Review: America Is Hard to See (Underbelly Cowgate, Edinburgh)

After running in the US, the verbatim piece makes its UK premiere at the Edinburgh Fringe

America Is Hard To See
America Is Hard To See
© Travis Russ

It's the wave-particle duality – when unobserved, rays of light can act as a wave yet while under scrutiny they present themselves as a series of particles. Verbatim theatre has a similar problem – the moment someone knows they're being interviewed for a play, their behaviour starts to alter. Truth can fall away.

America is Hard to See, created by Travis Russ and Priscilla Holbrook, thrives on this disparity. The piece, laden with catchy tunes sung beautifully by the cast, is based upon interviews at or within a few miles' radius of Miracle Village, a Florida compound where scores of sex offenders, unable to live within certain distances of certain public spaces due to the conditions of their parole, eat, worship and, notably, sing together.

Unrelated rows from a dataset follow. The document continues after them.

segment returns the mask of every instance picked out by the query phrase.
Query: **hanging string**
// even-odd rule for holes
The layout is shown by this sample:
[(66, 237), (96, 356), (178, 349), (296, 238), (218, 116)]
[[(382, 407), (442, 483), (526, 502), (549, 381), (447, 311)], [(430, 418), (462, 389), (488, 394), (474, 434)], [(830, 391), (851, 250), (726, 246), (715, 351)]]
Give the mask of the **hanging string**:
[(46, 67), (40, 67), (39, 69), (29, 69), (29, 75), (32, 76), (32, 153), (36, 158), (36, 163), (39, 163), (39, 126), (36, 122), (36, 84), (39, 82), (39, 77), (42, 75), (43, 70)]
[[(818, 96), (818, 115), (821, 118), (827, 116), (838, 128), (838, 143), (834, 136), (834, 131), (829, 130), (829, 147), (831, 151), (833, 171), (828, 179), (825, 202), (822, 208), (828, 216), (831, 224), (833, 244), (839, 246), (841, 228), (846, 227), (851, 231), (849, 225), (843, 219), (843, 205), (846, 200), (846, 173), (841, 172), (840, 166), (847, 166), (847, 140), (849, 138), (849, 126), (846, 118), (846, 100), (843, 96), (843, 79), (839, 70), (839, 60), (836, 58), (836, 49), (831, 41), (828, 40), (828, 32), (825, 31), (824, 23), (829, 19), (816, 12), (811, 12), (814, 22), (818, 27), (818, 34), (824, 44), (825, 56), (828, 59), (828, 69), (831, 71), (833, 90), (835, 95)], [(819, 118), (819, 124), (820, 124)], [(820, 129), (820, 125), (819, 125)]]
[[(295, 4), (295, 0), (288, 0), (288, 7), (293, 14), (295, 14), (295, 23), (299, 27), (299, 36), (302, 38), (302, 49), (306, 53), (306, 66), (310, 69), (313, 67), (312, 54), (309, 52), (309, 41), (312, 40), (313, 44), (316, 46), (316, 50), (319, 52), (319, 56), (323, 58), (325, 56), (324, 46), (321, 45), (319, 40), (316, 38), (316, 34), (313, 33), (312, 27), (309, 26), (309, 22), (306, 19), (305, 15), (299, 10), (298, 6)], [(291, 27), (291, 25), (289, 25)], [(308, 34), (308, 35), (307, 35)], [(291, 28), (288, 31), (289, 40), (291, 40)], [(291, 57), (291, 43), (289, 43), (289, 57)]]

Taking the words of criminals, criminals with a confirmed history of lying, and adding them to Holbrook's 18 catchy, heart-soaring numbers is an utterly disconcerting experience. Emotions drag you one way while your awareness of the crimes committed drags you another: "Some of the children I molested were 4, maybe 5", one of the interviewees states, "some were a lot younger."

While it addresses recurrent themes of redemption, love and unreliable narratives, the play also self interrogates, questioning its form and why it is even on stage. What does it mean to take voices, unreliable voices, and place them in front of punters? Does performance provide validity? Should we believe something just because it is being told to us, as an acquiescent audience?

But on top of this, there's a whole other series of debates about what it means to be a practising Christian, a religion based on forgiveness, and encounter someone who had committed unforgivable acts.

The thematic tension slips away a bit as the show continues, and the story of Miracle Village and the forgiveness of the people of Pahokee starts to hold the spotlight. You see a pastor, Patti, who welcomes the singing Miracle Village inhabitants into her church. She even allows one of the felons to begin dating her daughter Lexi – you almost have to stop yourself getting caught up in the swooping ballads sung between young lovers, discovering each other's passions and pastimes. It's unnerving, disconcerting stuff.

The pastor Patti and her daughter were present at the performance we were in. When introduced at the end of the show they stood up and hugged one another, crying and unmoving until the audience had left the auditorium.